Use group_by() and summarize() to compute the average departure delay time for different airlines. Which airline has the longest and shortest average department delay?
by_airlines <- group_by(totalflights_df,AIRLINE.y)

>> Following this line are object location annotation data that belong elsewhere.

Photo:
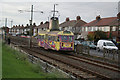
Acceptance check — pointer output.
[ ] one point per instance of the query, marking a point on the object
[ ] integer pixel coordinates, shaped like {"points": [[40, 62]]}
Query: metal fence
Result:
{"points": [[106, 53]]}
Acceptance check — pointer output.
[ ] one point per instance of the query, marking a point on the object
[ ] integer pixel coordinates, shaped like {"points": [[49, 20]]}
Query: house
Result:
{"points": [[73, 25], [108, 25], [41, 27]]}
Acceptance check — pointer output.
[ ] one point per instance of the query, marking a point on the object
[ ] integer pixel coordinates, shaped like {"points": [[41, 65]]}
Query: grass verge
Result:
{"points": [[16, 66]]}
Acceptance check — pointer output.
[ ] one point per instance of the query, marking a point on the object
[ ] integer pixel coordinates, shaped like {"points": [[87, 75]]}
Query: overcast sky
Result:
{"points": [[87, 10]]}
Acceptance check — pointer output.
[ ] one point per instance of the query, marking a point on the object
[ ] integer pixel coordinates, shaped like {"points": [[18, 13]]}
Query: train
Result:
{"points": [[55, 39]]}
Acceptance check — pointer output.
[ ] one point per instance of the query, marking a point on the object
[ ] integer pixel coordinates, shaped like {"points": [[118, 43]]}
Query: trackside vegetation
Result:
{"points": [[17, 66]]}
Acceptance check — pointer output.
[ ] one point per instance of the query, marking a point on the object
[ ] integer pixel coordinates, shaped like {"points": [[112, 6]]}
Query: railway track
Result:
{"points": [[76, 70], [65, 66]]}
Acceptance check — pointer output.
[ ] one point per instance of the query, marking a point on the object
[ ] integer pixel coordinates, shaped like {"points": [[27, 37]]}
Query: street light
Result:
{"points": [[31, 11]]}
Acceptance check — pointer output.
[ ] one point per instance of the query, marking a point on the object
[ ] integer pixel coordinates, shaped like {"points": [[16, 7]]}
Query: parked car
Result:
{"points": [[106, 44], [92, 45], [89, 44], [84, 43]]}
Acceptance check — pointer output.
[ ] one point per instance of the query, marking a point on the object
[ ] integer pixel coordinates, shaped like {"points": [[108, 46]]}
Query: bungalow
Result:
{"points": [[41, 27], [73, 25], [108, 25]]}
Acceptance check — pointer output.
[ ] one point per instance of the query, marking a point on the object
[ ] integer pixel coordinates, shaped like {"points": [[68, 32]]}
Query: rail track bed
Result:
{"points": [[80, 67]]}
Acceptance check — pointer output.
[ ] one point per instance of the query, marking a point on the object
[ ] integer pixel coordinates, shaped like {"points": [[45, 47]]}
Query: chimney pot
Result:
{"points": [[41, 23], [98, 17], [118, 16], [67, 19], [78, 18]]}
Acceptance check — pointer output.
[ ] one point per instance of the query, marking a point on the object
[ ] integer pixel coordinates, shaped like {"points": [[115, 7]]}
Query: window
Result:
{"points": [[107, 29], [114, 28]]}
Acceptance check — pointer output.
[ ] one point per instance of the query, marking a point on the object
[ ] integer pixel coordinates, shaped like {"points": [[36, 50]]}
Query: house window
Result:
{"points": [[114, 28], [86, 29]]}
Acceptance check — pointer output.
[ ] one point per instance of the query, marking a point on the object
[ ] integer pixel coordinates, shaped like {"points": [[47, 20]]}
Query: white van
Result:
{"points": [[106, 44]]}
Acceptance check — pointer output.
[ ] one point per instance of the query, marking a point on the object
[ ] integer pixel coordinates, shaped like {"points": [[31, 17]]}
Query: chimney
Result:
{"points": [[46, 22], [34, 24], [27, 25], [13, 25], [41, 23], [78, 18], [118, 16], [67, 19], [54, 24], [98, 17]]}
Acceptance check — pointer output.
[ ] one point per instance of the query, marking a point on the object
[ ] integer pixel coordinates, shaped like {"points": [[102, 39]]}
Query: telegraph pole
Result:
{"points": [[5, 28], [30, 42], [54, 10]]}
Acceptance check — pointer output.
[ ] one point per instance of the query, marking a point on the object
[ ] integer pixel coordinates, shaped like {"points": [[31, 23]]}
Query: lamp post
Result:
{"points": [[31, 26], [5, 28]]}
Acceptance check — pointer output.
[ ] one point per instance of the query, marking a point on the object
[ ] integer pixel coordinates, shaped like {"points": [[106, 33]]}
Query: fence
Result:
{"points": [[106, 53]]}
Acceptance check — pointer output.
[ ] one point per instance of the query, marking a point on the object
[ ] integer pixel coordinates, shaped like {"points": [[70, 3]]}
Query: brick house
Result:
{"points": [[73, 25], [108, 25], [41, 27]]}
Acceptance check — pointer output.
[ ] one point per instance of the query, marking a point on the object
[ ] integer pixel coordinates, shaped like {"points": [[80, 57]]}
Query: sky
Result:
{"points": [[86, 10]]}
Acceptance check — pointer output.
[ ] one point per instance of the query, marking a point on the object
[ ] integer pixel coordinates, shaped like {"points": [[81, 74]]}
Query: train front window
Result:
{"points": [[70, 38], [66, 38]]}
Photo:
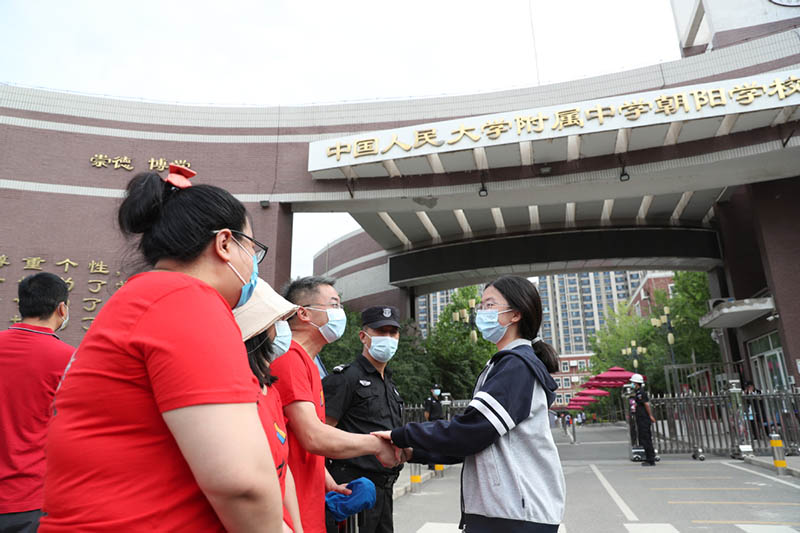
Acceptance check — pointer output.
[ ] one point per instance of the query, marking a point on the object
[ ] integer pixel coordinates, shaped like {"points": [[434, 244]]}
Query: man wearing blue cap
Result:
{"points": [[361, 398]]}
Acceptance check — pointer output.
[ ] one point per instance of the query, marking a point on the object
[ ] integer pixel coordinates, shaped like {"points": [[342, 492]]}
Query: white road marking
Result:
{"points": [[757, 528], [771, 478], [629, 515], [597, 442], [651, 528], [438, 527]]}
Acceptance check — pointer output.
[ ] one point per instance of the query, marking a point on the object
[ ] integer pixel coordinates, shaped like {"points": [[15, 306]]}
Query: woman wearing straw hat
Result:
{"points": [[267, 336]]}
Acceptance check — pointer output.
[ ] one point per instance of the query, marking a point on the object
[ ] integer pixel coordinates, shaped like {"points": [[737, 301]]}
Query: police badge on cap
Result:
{"points": [[379, 316]]}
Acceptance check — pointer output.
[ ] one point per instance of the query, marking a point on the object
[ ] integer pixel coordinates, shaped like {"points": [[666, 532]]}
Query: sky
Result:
{"points": [[276, 52]]}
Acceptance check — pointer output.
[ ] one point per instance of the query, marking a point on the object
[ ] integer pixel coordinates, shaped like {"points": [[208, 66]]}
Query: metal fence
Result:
{"points": [[728, 423], [416, 412]]}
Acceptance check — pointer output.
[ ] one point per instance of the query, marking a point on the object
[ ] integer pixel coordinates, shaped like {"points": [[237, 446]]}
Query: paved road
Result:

summarize(by_airlines, mean_delay_time =mean(DEPARTURE_DELAY, na.rm = TRUE))
## # A tibble: 5 x 2
## AIRLINE.y mean_delay_time
## * <chr> <dbl>
## 1 American Eagle Airlines Inc. 19.1
## 2 Atlantic Southeast Airlines 10.4
## 3 Delta Air Lines Inc. 6.09
## 4 Frontier Airlines Inc. 23.9
## 5 Skywest Airlines Inc. 11.1
The output shows that I successfully computed the average delay times of the airlines. The airline with the longest average delay time is Frontier Airlines Inc. with an average of 23.9 minutes. The airline with the shortest average delay is Delta Air LInes Inc. with and an average delay of only 6.09 minutes.
Use group_by() and summarize() to compute the average departure delay time for different ORIGIN_AIRPORT. Which ORIGIN_AIRPORT has the longest and shortest average department delay?
by_airport <- group_by(totalflights_df, ORIGIN_AIRPORT)
summarize(by_airport, mean_delay_time =mean(DEPARTURE_DELAY, na.rm = TRUE))
## # A tibble: 38 x 2
## ORIGIN_AIRPORT mean_delay_time
## * <chr> <dbl>
## 1 ATL 7.12
## 2 BDL -4
## 3 BNA 13.3
## 4 BOS 21.1
## 5 CLT 10.0
## 6 CVG 11.6
## 7 DEN 15.1
## 8 DFW 16.9
## 9 DTW 21.3
## 10 EWR 7.29
## # ... with 28 more rows
The output shows that I have successfully computed the average delay time for each airport. TTN has the longest delay time at an average of 74.333 minutes behind schedule. STL has the shortest average delay time at 4.414 minutes ahead of schedule.